Paris, 30 juin 2026. HelloSafe publie la première édition de son étude du marché de l'assurance voyage. En France, on assure surtout via la carte bancaire : c'est le premier canal de distribution de la branche, avec environ 50% des parts, confirmé par la fédération FG2A. La branche assurance voyage pèse entre 480 et 530 millions d'euros selon la FG2A, un périmètre qui grimpe à environ 1,5 milliard d'euros toutes primes confondues si l'on inclut les garanties intégrées aux cartes bancaires (HelloSafe). Deux périmètres différents, pas une contradiction : l'un mesure les contrats autonomes, l'autre l'ensemble des primes assurantielles liées au voyage. Cette étude part de cette échelle, puis descend dans le détail : comment le marché se répartit, qui porte le risque, comment il se vend, et où va chaque euro de prime.
La signature française tient en une phrase : on assure d'abord la carte bancaire, avant même de penser à une police dédiée. Le marché mondial de l'assurance voyage pesait environ 24 à 27 milliards de dollars en 2024 (source : études de marché), et les prévisions tablent sur une croissance d'environ 18% par an jusqu'en 2030. En France, environ 49% des voyageurs assurent leurs déplacements, pour une prime moyenne d'environ 38 euros. Le produit dominant reste l'annulation, complétée par l'assistance, dans un pays où la culture de la garantie incluse dans la carte bancaire est particulièrement forte.
L'étude retrace le circuit de l'argent et cartographie la chaîne de valeur, des assureurs qui portent le risque aux gestionnaires, assisteurs et distributeurs qui construisent et vendent la couverture. Elle garde une règle : chaque chiffre est associé à son niveau de fiabilité, de la source primaire à l'ordre de grandeur. Là où les données publiques s'arrêtent, HelloSafe s'appuie sur sa propre mesure, un moteur de devis multi-marchés et la plateforme de distribution Atlas.
Un marché mesuré en dizaines de milliards
D'abord, la taille. Le marché mondial de l'assurance voyage pesait environ 24 à 27 milliards de dollars de primes en 2024. En France, la branche se compte, elle, en centaines de millions d'euros.

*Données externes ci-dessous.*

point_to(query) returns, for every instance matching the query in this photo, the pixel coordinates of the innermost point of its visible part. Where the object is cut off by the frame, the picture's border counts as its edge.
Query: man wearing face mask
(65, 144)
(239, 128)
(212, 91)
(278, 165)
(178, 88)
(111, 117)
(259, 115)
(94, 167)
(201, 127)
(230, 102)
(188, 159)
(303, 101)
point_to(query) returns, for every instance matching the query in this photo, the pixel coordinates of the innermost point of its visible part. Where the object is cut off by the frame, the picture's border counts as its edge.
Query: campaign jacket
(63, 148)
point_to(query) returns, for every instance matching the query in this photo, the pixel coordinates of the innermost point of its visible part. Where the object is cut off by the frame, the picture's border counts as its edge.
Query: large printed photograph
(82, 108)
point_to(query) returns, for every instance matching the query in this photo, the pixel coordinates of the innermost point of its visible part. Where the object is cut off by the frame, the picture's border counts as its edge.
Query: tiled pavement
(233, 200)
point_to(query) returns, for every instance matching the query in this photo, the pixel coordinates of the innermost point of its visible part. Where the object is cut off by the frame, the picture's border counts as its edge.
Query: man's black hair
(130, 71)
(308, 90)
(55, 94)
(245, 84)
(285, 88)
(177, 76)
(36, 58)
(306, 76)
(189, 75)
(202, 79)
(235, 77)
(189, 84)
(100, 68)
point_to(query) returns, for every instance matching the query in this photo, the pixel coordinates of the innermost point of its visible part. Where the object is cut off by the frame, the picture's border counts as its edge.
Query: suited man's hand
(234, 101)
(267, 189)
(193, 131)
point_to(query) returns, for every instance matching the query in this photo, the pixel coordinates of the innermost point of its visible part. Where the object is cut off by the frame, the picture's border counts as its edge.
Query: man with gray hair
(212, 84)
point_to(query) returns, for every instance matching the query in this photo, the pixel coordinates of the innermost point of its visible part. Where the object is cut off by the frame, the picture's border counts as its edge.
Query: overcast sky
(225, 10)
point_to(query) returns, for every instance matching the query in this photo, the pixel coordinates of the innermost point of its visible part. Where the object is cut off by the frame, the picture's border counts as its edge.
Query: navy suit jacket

Selon la fédération FG2A, la branche assurance voyage française pèse entre 480 et 530 millions d'euros. Ce périmètre grimpe à environ 1,5 milliard d'euros toutes primes confondues si l'on intègre les garanties voyage incluses dans les cartes bancaires, un canal massif en France mais rarement comptabilisé comme de l'assurance voyage à part entière. Ces deux chiffres ne se contredisent pas : ils mesurent deux réalités différentes, l'assurance voyage vendue en contrat autonome d'un côté, l'ensemble des primes liées à la protection du voyage de l'autre.
La croissance mondiale n'est pas terminée. Les études de marché anticipent une expansion d'environ 18% par an jusqu'à la fin de la décennie, ce qui mettrait le marché mondial sur la trajectoire d'un doublement d'ici le début des années 2030. Quatre moteurs rationnels soutiennent ce rythme. D'abord, le coût des voyages continue d'augmenter, et comme une police se tarife en proportion de la valeur du voyage, les primes suivent. Ensuite, l'assurance s'intègre de plus en plus directement dans la réservation, où 100% des plus grandes compagnies aériennes la proposent désormais et où les taux d'attache progressent à chaque paiement. Troisièmement, la pénétration a encore une large marge de progression : en France, environ 49% des voyageurs assurent leurs déplacements, contre 78% des Britanniques, donc chaque point gagné élargit le marché. Enfin, l'inflation des coûts médicaux à l'étranger et la multiplication des exigences de visa poussent les voyageurs vers des plafonds médicaux plus élevés, donc plus chers. Même en écartant les modèles les plus optimistes, la tendance est celle d'un marché qui croît plusieurs fois plus vite que le volume de voyages lui-même.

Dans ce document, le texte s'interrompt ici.